- Born: 14 November 1932 Shimoga, Karnataka, India
- Died: 10 April 2001 (aged 68)
- Education: University of Mysore; Banaras Hindu University; Indian Institute of Science;
- Known for: X-ray structural studies of DNA fragments
- Awards: 1982 ASI C.V. Raman Award; 1984 UGC J.C. Bose Award; 1986 TWAS Prize; 1986 INSA J. C. Bose Medal; 1988 R.D. Birla National Award; 1991 FICCI Award; 1993 INSA S.S. Bhatnagar Medal; 1998 National Citizens Award; 1999 IISc Distinguished Alumni Award;
- Scientific career
- Fields: Molecular biophysics; Crystallography;
- Workplaces: Indian Institute of Science; University of Cambridge;

= Mysore A. Viswamitra =

Indian molecular biophysicist and crystallographer (1932–2001)

Mysore Ananthamurthy Viswamitra (14 November 1932 – 10 April 2001) was an Indian molecular biophysicist and crystallographer, known for his pioneering work on the X-ray structural studies of DNA fragments and nucleotide coenzyme molecules. His work is reported to have assisted in the development of the concept of sequence-dependent oligonucleotide conformation. He was an INSA senior scientist and an MSIL chair professor of physics at the Indian Institute of Science and a visiting professor at the University of Cambridge.

== Biography ==
Born on 14 November 1932, in Shimoga, in the south Indian state of Karnataka, Viswamitra did his early education at the University of Mysore and Banaras Hindu University before securing a PhD from the Indian Institute of Science (IISc) and joined IISc in 1954. He served IISc till his superannuation in 1993 during which time he founded the School of Biocrystallography and the Bioinformatics Centre at the institution. He is reported to have determined the structure of a number of mononucleotides for the first time and, along with Olga Kennard, elucidated the oligonucleotide dp(AT)2 structure leading to the first atomic detail view of a DNA duplex. His studies have been documented by way of a number of articles (Note: Please see Selected bibliography section) and ResearchGate, an online repository of scientific articles has listed 141 of them.

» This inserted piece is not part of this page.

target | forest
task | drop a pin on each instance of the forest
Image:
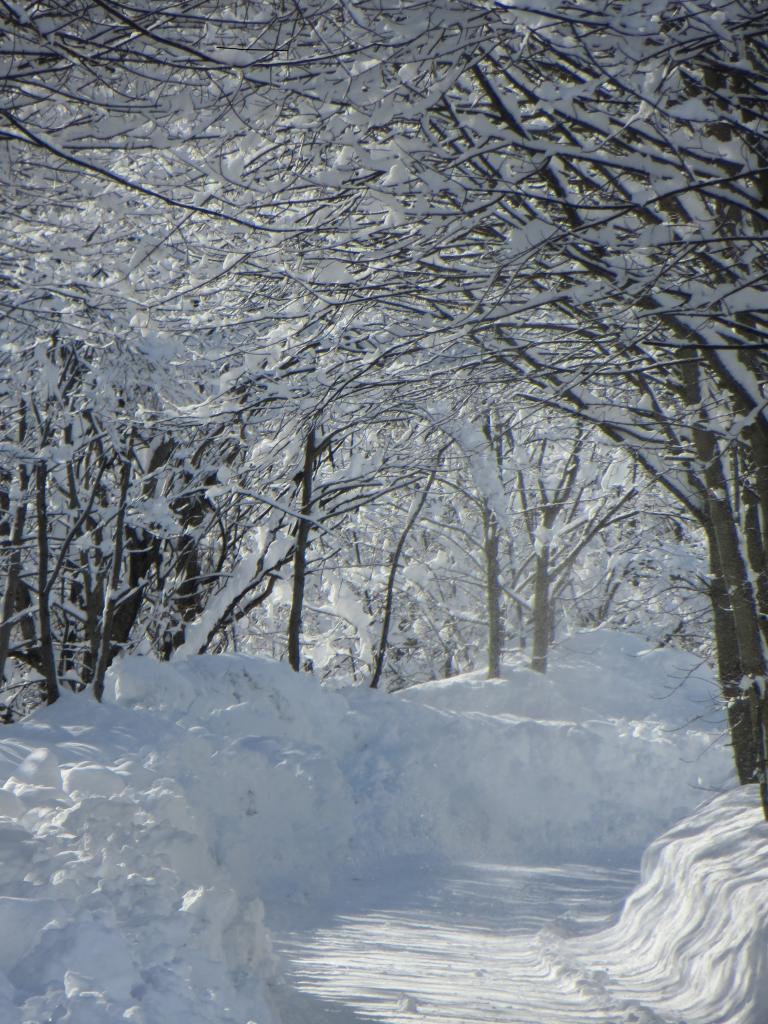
(383, 337)
(383, 511)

Viswamitra was an elected fellow of all the three major Indian science academies viz. the Indian Academy of Sciences, the Indian National Science Academy, and the National Academy of Sciences, India, as well as the World Academy of Sciences (TWAS). He was a recipient of a number of awards which included C. V. Raman Award of the Acoustical Society of India (1982), J. C. Bose Award of the University Grants Commission of India (1984), TWAS Prize (1986), J. C. Bose Medal of the INSA (1986), R.D. Birla National Award (1988), FICCI Award (1991), S. S. Bhatnagar Medal of the Indian National Science Academy (1993), National Citizens Award (1998) and the Distinguished Alumni Award of the Indian Institute of Science (1999).

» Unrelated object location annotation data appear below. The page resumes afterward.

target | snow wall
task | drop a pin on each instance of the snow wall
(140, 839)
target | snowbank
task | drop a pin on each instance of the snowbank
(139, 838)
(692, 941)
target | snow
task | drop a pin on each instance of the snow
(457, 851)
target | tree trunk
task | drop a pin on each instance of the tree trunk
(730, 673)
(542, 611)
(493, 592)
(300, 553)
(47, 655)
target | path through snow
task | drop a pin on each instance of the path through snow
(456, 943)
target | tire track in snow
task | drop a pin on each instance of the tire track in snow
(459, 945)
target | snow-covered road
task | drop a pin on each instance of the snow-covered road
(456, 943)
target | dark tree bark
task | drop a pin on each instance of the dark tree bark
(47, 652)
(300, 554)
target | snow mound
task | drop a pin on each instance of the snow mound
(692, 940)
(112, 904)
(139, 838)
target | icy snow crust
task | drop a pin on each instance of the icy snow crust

Viswamitra died, succumbing to a heart attack, on 10 April 2001, at the age of 68, survived by his wife and son. The death occurred immediately after he delivered a public speech at the condolence meeting of his colleague, G. N. Ramachandran.

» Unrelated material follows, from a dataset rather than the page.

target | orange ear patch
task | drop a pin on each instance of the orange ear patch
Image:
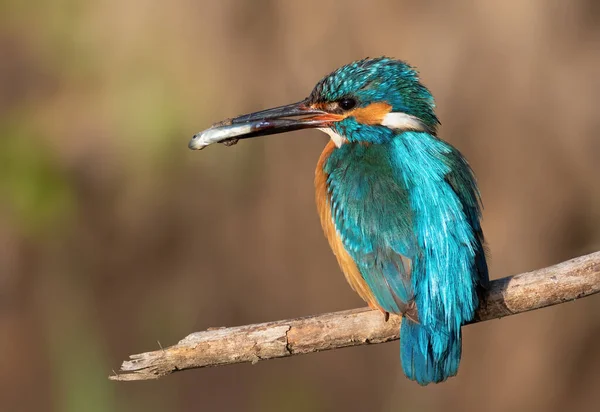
(372, 114)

== Selected bibliography ==
- Viswamitra, M. A. (2002). "First evidence to show the topological change of DNA from B-DNA to Z-DNA conformation in the hippocampus of Alzheimer's brain"
- Siddaramaiah Latha, Kallur (2002). "Molecular understanding of aluminum-induced topological changes in (CCG)12 triplet repeats: Relevance to neurological disorders"
- Narayana, Narendra (2006). "Interaction between the Z-Type DNA Duplex and 1,3-Propanediamine: Crystal Structure of d(CACGTG)2 at 1.2 Å Resolution"
- Eswaran, S. V. (1997). "ChemInform Abstract: The Unusual Formation of Methyl α-(5,6-Dimethoxycarbonyl-2,3- dimethoxyazepin-7-ylidene)-α-(5-methoxycarbonyl-2,3- dimethoxypyrid-6-yl)acetate (V) During the Pyrolysis of "Azido-meta- hemipinate" (IV). First Example of a Reaction Involving a Concomitant Ring Expansion and Ring Extrusion."
- Viswamitra, Mysore A. (1992). "New triquinane-based host molecules: binding with diamines"
- Padmaja, N. (1991). "ChemInform Abstract: Structure of 5-Methylcytidine."